The following is the same simple program that finds the factors for all the numbers in a list, expect it executes in a parallel mode with a small code change:

Listing.9
/*
 * 
 * Name:   StreamsTest7
 * 
 * Author: Bhaskar S
 * 
 * Date:   10/25/2014
 * 
 */

package com.polarsparc.java8;

import java.util.Arrays;
import java.util.stream.LongStream;

public class StreamsTest7 {
    public static void main(String[] args) {
        LongStream numbers = Arrays.stream(new long[] {
            976534, 1267543, 1543087, 845987, 1720728,
            590630, 1935609, 1390765, 320609, 1123001
        });
        
        long start = System.nanoTime();
        
        numbers
            .parallel()
            .mapToObj(StreamsTest7::findFactors)
            .forEach(fac -> System.out.println(fac));
        
        long end = System.nanoTime();
        
        System.out.printf("Total time (ms): %d\n", (end-start)/(1000*1000));
    }
    
    public static MyFactors findFactors(long num) {
        System.out.printf("%s: factors for num = %d\n", Thread.currentThread().getName(), num);
        
        MyFactors factors = new MyFactors();
        
        if (num > 0) {
            factors.setNum(num);
            factors.add(1);
            for (long n = 2; n < num/2; n++) {
                if (num % n == 0) {
                    factors.add(n);
                }
            }
            factors.add(num);
        }
        
        return factors;
    }
}

The only change is the addition of the operation parallel() to the stream.
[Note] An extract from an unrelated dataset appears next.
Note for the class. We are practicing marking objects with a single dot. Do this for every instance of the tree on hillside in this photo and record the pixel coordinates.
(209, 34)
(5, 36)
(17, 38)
Executing the program from Listing.9 will generate the following output:

Output.7

main: factors for num = 1935609
ForkJoinPool.commonPool-worker-1: factors for num = 1543087
ForkJoinPool.commonPool-worker-2: factors for num = 320609
ForkJoinPool.commonPool-worker-3: factors for num = 1390765
Num: 320609, Factors: [1, 320609]
ForkJoinPool.commonPool-worker-2: factors for num = 1123001
Num: 1123001, Factors: [1, 11, 121, 9281, 102091, 1123001]
ForkJoinPool.commonPool-worker-2: factors for num = 1267543
Num: 1390765, Factors: [1, 5, 349, 797, 1745, 3985, 278153, 1390765]
ForkJoinPool.commonPool-worker-3: factors for num = 1720728
Num: 1935609, Factors: [1, 3, 13, 31, 39, 93, 403, 1209, 1601, 4803, 20813, 49631, 62439, 148893, 645203, 1935609]
main: factors for num = 590630
Num: 1267543, Factors: [1, 47, 149, 181, 7003, 8507, 26969, 1267543]
ForkJoinPool.commonPool-worker-2: factors for num = 976534
Num: 1543087, Factors: [1, 7, 13, 31, 91, 217, 403, 547, 2821, 3829, 7111, 16957, 49777, 118699, 220441, 1543087]
ForkJoinPool.commonPool-worker-1: factors for num = 845987
Num: 590630, Factors: [1, 2, 5, 10, 59063, 118126, 590630]
Num: 976534, Factors: [1, 2, 13, 23, 26, 46, 71, 142, 299, 529, 598, 923, 1058, 1633, 1846, 3266, 6877, 13754, 21229, 37559, 42458, 75118, 976534]
Num: 845987, Factors: [1, 845987]
Num: 1720728, Factors: [1, 2, 3, 4, 6, 8, 9, 12, 18, 24, 36, 72, 23899, 47798, 71697, 95596, 143394, 191192, 215091, 286788, 430182, 573576, 1720728]
Total time (ms): 112

Notice from the Output.7 that Streams automatically handles parallelism under-the-hood using Fork-Join.

We did not have to write a single line of multi-threaded code - ain't this powerful !!!